I find nothing in the corporation code, or elsewhere in the statutes, precluding the inclusion of provisions restricting alienability of stock as between stockholders in articles of incorporation and I am convinced the portion of the statutory enactment just quoted not only contemplates but authorizes just such restrictions with respect to sales of stock as are found in the instant charter.
That such restrictions when included in the articles of incorporation of any corporation, in jurisdictions where they are not prohibited by statute — to say nothing of jurisdictions in which they are so authorized- — are valid and binding as contractual obligations between all the stockholders of a corporation, including purchasers who are chargeable with notice thereof, has long been recognized by the great weight of authority. For legal treatises and other references supporting this conclusion see 12 Fletcher Cyclopedia Corporations (Perm, ed.), 211, § 5453; Christy and McClean, Jr., The Transfer of Stock (2d ed.), 75, § 39; 13 Am. Jur. 411, § 334; 138 *153A. L. R. Anno. 654 to 657; American Digest System, “Corporations,” §113; 18 C. J. S., 924, § 391(d).
Under the quoted section of the general corporation code and the rule announced in the foregoing decisions I am constrained to conclude Talbott was as much bound by the provisions of the articles of incorporation restricting the sale of stock in the corporation as Nibert and that to succeed in an action, either in law or in equity, which would result in his acquisition of additional stock in the corporation Talbott was required to establish compliance with their requirements. This, as I have heretofore indicated, the trial court found he failed to do. Such conclusion, in my opinion, compels the additional one the majority opinion erroneously holds a decision as to the validity of the charter provisions imposing restrictions upon the sale of the involved stock, or their force and effect, is unnecessary to a proper determination of this appeal. To conclude otherwise would enable two or more stockholders of a corporation, by connivance or otherwise, to nullify contractual charter provisions entered into and agreed upon by the incorporators of a corporation for their mutual benefit.

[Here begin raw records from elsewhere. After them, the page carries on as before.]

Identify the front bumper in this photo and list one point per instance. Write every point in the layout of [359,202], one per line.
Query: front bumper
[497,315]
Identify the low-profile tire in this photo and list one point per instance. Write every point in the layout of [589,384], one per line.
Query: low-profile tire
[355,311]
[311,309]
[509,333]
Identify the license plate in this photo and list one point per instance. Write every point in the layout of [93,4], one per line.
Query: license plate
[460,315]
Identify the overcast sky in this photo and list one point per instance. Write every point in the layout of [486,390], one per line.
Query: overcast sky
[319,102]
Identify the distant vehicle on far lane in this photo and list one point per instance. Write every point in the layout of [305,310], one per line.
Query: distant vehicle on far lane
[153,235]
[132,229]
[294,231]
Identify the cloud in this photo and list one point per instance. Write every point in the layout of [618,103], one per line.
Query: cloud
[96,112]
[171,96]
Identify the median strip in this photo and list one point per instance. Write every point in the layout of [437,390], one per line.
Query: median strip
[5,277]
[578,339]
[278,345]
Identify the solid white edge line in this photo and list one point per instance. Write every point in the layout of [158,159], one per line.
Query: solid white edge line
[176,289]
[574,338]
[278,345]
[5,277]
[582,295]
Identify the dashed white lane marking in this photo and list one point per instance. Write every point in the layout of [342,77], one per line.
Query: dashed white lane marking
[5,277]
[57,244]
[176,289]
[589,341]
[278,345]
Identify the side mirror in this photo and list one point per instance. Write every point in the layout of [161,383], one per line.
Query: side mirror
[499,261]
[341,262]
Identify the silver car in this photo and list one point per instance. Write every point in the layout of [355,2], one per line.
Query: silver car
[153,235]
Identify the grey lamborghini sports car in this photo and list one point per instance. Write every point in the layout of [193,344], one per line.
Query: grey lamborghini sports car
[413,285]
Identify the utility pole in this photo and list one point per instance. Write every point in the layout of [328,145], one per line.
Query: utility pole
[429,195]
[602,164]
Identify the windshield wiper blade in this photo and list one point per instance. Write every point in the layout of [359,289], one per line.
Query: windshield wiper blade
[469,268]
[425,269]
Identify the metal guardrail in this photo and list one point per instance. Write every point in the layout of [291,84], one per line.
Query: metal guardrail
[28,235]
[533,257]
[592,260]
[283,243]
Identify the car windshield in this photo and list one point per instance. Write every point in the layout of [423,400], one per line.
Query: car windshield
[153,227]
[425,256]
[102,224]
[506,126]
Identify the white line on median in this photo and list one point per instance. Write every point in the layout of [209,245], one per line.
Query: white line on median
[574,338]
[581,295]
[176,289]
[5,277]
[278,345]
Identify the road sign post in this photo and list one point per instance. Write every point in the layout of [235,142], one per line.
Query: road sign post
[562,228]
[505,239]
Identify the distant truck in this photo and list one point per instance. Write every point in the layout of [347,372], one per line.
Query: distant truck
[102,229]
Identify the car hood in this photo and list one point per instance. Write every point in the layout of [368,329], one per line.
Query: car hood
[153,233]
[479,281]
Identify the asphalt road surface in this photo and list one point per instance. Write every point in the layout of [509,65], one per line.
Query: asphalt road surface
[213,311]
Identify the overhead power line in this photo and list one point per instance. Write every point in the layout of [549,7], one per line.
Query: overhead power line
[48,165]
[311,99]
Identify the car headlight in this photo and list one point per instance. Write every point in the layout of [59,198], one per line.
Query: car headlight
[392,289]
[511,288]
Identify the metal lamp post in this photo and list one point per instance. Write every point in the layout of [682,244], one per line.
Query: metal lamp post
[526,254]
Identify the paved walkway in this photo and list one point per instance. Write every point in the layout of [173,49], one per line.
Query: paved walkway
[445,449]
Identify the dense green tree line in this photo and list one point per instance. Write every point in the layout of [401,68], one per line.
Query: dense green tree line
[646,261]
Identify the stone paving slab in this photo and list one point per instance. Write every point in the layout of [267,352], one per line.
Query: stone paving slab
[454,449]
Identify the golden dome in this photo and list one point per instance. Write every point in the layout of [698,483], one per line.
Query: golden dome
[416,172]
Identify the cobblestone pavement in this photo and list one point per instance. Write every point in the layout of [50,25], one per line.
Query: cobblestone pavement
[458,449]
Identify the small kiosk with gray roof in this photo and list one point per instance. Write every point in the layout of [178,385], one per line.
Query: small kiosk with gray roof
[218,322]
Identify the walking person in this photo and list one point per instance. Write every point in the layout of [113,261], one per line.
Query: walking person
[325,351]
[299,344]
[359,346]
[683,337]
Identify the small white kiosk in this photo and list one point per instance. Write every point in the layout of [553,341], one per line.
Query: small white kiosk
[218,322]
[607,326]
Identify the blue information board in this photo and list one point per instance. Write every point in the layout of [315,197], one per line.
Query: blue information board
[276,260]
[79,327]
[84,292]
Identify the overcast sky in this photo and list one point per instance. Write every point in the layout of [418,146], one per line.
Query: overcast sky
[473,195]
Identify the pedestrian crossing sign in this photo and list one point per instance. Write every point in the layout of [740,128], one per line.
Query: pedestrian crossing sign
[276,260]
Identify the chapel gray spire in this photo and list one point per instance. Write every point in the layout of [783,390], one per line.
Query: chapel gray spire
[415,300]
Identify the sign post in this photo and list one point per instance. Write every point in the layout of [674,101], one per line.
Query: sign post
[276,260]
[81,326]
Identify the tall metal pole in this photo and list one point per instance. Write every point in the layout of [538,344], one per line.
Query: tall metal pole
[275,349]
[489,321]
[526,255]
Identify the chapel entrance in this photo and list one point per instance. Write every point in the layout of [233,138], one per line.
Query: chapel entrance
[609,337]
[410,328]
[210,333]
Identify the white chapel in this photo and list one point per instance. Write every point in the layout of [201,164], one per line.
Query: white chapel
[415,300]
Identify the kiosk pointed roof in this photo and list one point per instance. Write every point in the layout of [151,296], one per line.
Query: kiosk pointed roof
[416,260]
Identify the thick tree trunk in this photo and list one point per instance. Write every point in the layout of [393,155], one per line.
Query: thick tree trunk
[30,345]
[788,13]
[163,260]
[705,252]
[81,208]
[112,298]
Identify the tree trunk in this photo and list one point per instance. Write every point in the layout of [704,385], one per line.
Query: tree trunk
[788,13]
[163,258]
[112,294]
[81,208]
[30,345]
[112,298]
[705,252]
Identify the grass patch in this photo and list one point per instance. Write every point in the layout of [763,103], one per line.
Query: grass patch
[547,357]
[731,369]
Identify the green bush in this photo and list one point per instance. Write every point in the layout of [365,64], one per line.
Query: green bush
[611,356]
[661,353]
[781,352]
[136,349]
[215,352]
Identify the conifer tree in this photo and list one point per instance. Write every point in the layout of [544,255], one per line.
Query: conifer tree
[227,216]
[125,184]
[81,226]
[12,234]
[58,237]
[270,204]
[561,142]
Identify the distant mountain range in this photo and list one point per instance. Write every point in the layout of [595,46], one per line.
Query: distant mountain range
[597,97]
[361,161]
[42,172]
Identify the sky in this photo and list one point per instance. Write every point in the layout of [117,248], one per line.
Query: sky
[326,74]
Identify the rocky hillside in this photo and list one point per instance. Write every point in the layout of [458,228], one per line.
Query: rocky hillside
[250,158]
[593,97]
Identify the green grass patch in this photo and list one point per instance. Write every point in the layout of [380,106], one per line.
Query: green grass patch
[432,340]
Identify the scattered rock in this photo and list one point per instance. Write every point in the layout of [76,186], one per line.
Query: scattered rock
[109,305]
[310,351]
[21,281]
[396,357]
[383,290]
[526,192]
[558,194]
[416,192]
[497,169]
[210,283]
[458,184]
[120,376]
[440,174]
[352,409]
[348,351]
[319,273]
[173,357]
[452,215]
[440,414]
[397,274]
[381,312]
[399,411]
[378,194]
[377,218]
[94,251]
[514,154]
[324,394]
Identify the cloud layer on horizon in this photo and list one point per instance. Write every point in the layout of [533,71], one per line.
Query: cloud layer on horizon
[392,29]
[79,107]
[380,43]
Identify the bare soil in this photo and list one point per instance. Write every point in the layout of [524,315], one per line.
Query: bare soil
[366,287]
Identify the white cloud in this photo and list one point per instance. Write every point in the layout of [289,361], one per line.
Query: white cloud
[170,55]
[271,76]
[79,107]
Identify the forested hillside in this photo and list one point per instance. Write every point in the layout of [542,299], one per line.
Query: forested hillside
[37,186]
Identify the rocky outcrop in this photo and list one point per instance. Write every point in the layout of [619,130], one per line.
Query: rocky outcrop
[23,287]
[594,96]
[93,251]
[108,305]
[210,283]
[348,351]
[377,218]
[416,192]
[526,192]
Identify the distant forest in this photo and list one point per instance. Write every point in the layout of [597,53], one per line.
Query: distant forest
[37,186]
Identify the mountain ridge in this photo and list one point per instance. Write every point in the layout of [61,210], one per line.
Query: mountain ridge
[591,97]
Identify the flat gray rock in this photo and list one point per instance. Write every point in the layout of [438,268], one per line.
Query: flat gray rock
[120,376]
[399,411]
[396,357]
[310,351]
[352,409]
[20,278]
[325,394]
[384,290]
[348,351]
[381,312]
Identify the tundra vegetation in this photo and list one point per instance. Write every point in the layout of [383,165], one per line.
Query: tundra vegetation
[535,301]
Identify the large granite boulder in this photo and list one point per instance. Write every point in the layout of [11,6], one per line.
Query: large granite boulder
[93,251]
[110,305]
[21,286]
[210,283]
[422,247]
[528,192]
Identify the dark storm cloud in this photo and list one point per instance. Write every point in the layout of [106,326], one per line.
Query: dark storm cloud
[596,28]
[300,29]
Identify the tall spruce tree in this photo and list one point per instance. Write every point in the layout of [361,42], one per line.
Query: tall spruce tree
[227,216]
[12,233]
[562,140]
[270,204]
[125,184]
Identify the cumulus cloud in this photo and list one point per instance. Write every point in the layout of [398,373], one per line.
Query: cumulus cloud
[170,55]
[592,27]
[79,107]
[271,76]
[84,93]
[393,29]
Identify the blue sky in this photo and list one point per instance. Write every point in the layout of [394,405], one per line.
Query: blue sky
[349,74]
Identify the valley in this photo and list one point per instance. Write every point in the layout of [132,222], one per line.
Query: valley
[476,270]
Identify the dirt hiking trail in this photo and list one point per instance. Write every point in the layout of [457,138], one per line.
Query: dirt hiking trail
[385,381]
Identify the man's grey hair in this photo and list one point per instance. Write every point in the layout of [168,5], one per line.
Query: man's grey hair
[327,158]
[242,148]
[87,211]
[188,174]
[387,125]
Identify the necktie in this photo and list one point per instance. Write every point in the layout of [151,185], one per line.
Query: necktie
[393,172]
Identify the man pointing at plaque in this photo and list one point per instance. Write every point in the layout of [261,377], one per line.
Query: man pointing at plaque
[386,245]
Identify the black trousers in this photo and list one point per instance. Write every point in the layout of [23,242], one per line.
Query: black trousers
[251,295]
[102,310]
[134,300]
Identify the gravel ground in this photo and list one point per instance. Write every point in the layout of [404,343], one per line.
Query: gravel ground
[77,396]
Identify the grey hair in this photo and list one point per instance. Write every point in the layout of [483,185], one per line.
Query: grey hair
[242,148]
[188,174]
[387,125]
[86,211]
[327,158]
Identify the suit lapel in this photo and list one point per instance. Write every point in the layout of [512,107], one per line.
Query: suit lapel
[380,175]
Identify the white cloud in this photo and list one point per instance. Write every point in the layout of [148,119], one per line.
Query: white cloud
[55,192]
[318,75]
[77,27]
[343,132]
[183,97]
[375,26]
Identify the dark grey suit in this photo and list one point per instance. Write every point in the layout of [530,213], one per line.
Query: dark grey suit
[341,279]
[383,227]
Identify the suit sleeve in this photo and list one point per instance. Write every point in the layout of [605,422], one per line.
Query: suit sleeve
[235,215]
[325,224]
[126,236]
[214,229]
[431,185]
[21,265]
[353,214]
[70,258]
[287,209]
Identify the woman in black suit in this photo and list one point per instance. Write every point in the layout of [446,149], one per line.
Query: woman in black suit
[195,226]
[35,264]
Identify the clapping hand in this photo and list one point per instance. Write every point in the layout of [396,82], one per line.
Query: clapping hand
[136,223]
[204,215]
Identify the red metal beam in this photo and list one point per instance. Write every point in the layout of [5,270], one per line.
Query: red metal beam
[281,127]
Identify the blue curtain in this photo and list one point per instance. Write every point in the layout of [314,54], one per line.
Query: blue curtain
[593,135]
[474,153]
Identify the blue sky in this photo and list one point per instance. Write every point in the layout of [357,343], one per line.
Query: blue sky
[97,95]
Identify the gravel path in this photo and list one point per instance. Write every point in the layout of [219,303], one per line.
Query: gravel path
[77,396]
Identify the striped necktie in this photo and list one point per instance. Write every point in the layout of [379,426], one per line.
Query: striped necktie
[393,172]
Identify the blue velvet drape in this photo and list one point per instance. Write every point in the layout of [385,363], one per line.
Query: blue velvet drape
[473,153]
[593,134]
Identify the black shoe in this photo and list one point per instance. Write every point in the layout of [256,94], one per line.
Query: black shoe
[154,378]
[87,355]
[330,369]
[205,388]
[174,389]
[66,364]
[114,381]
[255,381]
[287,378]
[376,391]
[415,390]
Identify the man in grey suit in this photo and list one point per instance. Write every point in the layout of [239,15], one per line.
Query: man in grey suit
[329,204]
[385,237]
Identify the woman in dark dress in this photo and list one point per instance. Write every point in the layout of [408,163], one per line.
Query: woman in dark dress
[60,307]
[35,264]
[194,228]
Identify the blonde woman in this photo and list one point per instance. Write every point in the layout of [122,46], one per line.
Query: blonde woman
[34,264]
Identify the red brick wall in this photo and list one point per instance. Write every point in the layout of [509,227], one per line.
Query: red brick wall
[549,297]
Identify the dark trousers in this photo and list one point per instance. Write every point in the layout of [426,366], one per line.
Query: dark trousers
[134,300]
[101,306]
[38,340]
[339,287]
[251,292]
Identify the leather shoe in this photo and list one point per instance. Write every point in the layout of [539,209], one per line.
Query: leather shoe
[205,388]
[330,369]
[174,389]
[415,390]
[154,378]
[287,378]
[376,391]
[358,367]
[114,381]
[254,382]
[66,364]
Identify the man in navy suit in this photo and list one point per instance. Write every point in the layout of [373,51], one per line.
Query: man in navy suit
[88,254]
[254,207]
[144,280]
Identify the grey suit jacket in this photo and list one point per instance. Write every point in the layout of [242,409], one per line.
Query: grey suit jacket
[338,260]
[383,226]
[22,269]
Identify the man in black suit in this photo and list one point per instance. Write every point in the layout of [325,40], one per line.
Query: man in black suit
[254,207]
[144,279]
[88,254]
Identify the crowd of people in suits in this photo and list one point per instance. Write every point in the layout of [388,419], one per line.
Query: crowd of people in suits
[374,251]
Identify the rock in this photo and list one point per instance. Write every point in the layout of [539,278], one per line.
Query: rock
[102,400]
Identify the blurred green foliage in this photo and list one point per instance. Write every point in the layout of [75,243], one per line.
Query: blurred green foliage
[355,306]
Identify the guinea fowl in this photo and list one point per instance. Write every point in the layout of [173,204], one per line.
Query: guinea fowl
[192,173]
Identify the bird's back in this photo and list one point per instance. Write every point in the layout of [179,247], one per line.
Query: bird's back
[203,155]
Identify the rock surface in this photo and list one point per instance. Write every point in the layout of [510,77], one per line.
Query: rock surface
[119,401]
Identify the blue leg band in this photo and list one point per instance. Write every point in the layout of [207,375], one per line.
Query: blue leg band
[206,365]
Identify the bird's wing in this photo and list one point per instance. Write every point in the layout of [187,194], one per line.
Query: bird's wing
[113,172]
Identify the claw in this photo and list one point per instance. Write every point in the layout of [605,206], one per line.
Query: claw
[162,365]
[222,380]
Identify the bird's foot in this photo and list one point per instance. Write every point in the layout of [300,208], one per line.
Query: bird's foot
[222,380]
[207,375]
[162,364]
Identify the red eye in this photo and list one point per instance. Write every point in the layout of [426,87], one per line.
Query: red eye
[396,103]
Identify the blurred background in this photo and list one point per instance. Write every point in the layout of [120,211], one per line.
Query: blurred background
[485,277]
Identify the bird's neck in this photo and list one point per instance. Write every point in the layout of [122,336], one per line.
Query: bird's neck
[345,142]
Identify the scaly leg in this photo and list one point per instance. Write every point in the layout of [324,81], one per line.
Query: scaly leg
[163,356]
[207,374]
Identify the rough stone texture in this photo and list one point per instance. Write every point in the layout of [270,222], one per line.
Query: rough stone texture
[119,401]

My view is that the trial court erred in concluding as a matter of law the charter provisions restricting the sale of stock had no application to and did not govern sales of stock by one stockholder (Nibert) to another (Talbott) and, in view of its finding of fact No. 8, also erred in the rendition of the judgment requiring Nibert to endorse his certificates of stock to Talbott and directing the corporation to transfer such stock on the books of the corporation. I would reverse the judgment of the court below and direct it to render judgment denying specific performance of the option agreement.
Harvey, C. J., and Smith, J., concur in foregoing dissenting opinion.